THE Chinese economy re-accelerated to 5.4% year-on-year (y-o-y) in 4Q24, up from 4.6% y-o-y in 3Q. Breaking down the data, retail sales growth and industrial production growth improved to 3.8% y-o-y and 5.7% y-o-y, respectively, compared to 2.7% y-o-y and 5% y-o-y in the previous quarter.
Overall, the economy demonstrated a robust V-shaped recovery in the final quarter of the year, reflecting the effectiveness of stimulus measures introduced in late September. As a result, the Chinese economy grew by 5% in 2024, achieving its growth target of around 5%.
Despite positive headline data, the underlying details show that China’s resilient growth in 2024 was primarily driven by strong external demand, with net exports contributing over 30% to GDP growth – the highest since 1997. At the same time, retail sales as a percentage of GDP fell further to 36.17%, reflecting persistently weak domestic demand. This sluggish domestic consumption has fuelled debates about whether China can escape the middle-income trap, especially after its GDP per capita stagnated around US$12,600 from 2021 to 2023.
The good news is that China’s nominal economic size reached a record 134.9 trillion yuan in 2024. Based on the exchange rates in 2024, this translates to a GDP just under US$19 trillion, with GDP per capita approaching US$13,500.
This marks a significant milestone, ending a three-year stagnation of GDP per capita and suggesting that China may have the chance to escape the middle-income trap with the help of industrial upgrade and technology advancements even the domestic demand remains sluggish.

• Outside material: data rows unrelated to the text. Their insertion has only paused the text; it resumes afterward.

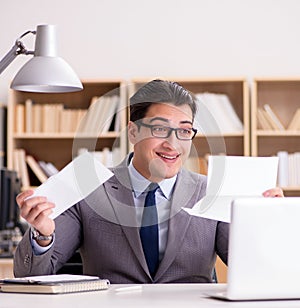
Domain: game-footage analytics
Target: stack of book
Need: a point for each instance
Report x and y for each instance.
(103, 116)
(46, 118)
(22, 161)
(268, 119)
(216, 115)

China’s efforts in industrial upgrades are bearing fruit. The added value of high-tech manufacturing and equipment manufacturing accounted for 16.3% and 34.6% of total industrial output in 2024, reflecting increases of 0.6 and one percentage point compared to the previous year. These gains underscore the success of China’s focus on modernising its industrial structure.
This month’s highlights include China’s sixth-generation fighter jet, Xiaohongshu, and DeepSeek, which have captured global attention. China’s industrial foundation, deeply rooted in manufacturing, has long emphasised cost efficiency and low resource consumption, key pillars of the country’s rise as a global manufacturing powerhouse.
In this context, DeepSeek’s cost-efficiency aligns with China’s broader development strategy, making its breakthroughs less surprising.
That said, after trying five to six large language models in recent months, I found DeepSeek quite impressive from user perspective.
In addition to the cost efficiency, these achievements highlight the fruitful returns of China’s sustained tech investments, showcasing its ability to remain competitive despite significant challenges, including the property market turmoil and disinflationary pressures.
These developments reinforce confidence that China is well-positioned to escape the middle-income trap these two years, even amid sluggish domestic demand.
Looking ahead, if the yuan withstands the pressures of Trade War 2.0, GDP per capita could rise further to US$15,000 by 2026, lifting China to the high-income group.
China’s potential transition from a middle-income to high-income economy could bring significant opportunities for Asean. First, as China upgrades its industries and climbs further up the value chain, it will likely export more advanced products.
At the same time, a wealthier Chinese consumer base will drive demand for higher-quality agricultural goods, consumer products, and services such as tourism, healthcare, and education from Asean.
This shift offers Asean economies the chance to expand their market presence and diversify export portfolios, enhancing resilience to external shocks.
Second, China’s move into high-tech and sophisticated production will also require reliable regional supply chains for components, services, and logistics.
Asean suppliers stand to benefit by integrating into these advanced supply chains, gaining access to technology sharing and enhanced know-how that can lead to broader industrial upgrades across the region.
Third, the expansion of China’s tech sector could spur both competition and collaboration for Asean tech startups. Opportunities for joint ventures in R&D, digital platforms, and fintech may emerge, enabling Asean entrepreneurs to leverage Chinese financing, expertise, and market access. This dynamic interaction could foster a fertile ground for innovation and cross-border digital ecosystems, driving long-term growth for Asean’s burgeoning tech scene.
Finally, a more advanced Chinese economy will likely drive increased outbound investments into Asean, including investments in infrastructure, manufacturing, real estate, and technology ventures. These capital inflows have the potential to further underpin economic growth in the region and strengthen the overall Asean-China economic partnership. Governments in Asean could capitalise on this trend by fostering investment-friendly environments and deepening bilateral economic ties.
Overall, the likelihood of China transitioning to a high-income country within the next two years is increasing. Asean nations that strategically position themselves to absorb Chinese investments, partner in advanced supply chains, and cater to rising Chinese consumer demand stand to gain the most from this transition, setting the stage for a more integrated and prosperous regional economy.